Tia de vítima de chacina em padaria expressa dor e indignação com assassinato da sobrinha
Silvana Estrocate, tia e madrinha de Nathielly Kamilly Fernandes Faria, de 16 anos, não consegue se conformar com a maneira brutal como sua sobrinha foi assassinada. A jovem foi uma das três vítimas fatais de uma chacina ocorrida em uma padaria no bairro Lagoa, em Ribeirão das Neves, na Região Metropolitana de Belo Horizonte.
Detalhes do crime que chocou a comunidade
O crime aconteceu na tarde de quarta-feira, dia 4, quando um adolescente de 17 anos, ex-namorado de Nathielly, entrou armado no estabelecimento comercial. Segundo relatos da Polícia Militar, ele iniciou uma discussão motivada por ciúmes com a jovem, que trabalhava no caixa da padaria. Durante o desentendimento, o suspeito também efetuou disparos contra outras duas mulheres presentes no local.
As outras vítimas foram identificadas como Emanuely Geovana Rodrigues Seabra, de 14 anos, filha do proprietário do estabelecimento, e Yone Ferreira Costa, de 56 anos, uma cliente que se encontrava no momento do ataque. Todas as três mulheres não resistiram aos ferimentos e faleceram no local.
Família da vítima revela contexto do relacionamento
Silvana Estrocate acompanhou de perto todo o crescimento da sobrinha, que neste momento estava trabalhando para auxiliar financeiramente a avó paterna. A família tinha conhecimento sobre o término do relacionamento entre Nathielly e o adolescente, assim como sobre as tentativas dele para reatar o romance.
"A família sabia do término e das tentativas dele, mas Nathielly nunca havia comentado sobre qualquer comportamento violento por parte do ex-namorado", explicou Silvana, demonstrando surpresa com a tragédia.
Apelo contra a violência de gênero
Em entrevista concedida, Silvana expressou profunda preocupação com a crescente onda de violência contra mulheres no Brasil. Ela fez um emocionado apelo para que toda a situação envolvendo as mortes de sua sobrinha e das outras duas vítimas seja minuciosamente apurada pelas autoridades.
"Ninguém é dono de ninguém! Isso precisa parar. Tirar a vida da minha sobrinha, numa covardia dessa! É muito triste", desabafou a tia da jovem assassinada.

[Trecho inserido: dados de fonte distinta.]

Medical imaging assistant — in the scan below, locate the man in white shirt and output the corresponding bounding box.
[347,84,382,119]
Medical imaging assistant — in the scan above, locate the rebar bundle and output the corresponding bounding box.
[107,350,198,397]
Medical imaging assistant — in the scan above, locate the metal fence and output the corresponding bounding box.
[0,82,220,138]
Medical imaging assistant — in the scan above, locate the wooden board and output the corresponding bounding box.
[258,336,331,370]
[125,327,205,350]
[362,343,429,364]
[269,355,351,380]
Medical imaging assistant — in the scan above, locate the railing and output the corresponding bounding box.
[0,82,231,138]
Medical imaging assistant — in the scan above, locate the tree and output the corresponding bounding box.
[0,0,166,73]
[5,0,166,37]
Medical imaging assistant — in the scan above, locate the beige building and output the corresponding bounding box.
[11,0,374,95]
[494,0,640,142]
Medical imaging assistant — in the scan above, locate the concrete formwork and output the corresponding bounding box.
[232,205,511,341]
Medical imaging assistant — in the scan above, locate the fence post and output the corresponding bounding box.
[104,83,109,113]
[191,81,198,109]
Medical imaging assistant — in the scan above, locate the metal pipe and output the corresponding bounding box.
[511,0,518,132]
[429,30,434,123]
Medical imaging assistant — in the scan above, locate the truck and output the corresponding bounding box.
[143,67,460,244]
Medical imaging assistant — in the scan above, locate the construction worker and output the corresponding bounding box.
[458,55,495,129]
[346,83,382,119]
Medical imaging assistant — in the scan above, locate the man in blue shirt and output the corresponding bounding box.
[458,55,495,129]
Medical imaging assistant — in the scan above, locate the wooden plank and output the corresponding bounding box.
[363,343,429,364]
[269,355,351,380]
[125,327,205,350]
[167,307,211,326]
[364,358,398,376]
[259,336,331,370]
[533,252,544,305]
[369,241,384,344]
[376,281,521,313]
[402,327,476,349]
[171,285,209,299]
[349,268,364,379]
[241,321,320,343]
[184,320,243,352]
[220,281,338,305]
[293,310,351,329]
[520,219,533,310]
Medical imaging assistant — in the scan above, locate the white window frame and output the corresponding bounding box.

Ela complementou: "É uma dor muito triste que ninguém merece passar por isso, sabe? Então, até quando os homens vão achar que as mulheres são propriedade deles? É uma dor insuportável. Minha sobrinha, tão linda, com a vida toda pela frente, uma menina trabalhadeira".

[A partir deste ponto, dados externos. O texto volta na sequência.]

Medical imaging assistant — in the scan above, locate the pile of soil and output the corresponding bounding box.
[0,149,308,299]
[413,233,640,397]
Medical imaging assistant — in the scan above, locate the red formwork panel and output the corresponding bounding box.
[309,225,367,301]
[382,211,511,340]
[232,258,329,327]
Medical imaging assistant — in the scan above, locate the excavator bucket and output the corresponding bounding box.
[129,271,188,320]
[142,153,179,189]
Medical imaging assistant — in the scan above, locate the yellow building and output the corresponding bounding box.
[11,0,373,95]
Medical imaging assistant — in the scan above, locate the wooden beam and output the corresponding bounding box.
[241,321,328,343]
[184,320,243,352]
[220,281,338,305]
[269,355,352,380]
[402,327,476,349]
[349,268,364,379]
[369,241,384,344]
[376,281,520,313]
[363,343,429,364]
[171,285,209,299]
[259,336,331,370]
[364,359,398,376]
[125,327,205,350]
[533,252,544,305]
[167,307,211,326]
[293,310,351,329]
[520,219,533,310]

Andamento das investigações e situação do suspeito
O adolescente de 17 anos, após cometer o crime, fugiu do local utilizando uma motocicleta, mas foi rapidamente localizado e apreendido pela polícia. Ele foi autuado em flagrante por ato infracional análogo ao crime de homicídio qualificado, e as investigações continuam em andamento para esclarecer todos os detalhes do caso.
De acordo com informações da Polícia Civil, o jovem será apresentado ao Ministério Público, que terá a responsabilidade de decidir sobre uma possível internação no sistema socioeducativo. Um advogado criminalista consultado informou que, inicialmente, ele deve permanecer internado provisoriamente por um período de até 15 dias, enquanto as investigações avançam.
O Ministério Público foi contactado para se pronunciar sobre o caso, mas não havia respondido até a última atualização das informações. A mãe do adolescente suspeito nega veementemente que o filho tenha cometido o crime, embora seu nome não tenha sido divulgado publicamente.
Impacto na comunidade e velório das vítimas
A chacina causou comoção na comunidade de Ribeirão das Neves e regiões próximas, levantando debates urgentes sobre violência de gênero e segurança pública. Uma das vítimas do trágico episódio será velada, marcando um momento de luto e reflexão para familiares e amigos.
O caso continua a ser acompanhado de perto pelas autoridades policiais, que buscam elucidar todas as circunstâncias que levaram a essa tragédia que ceifou três vidas e deixou uma família devastada pela perda.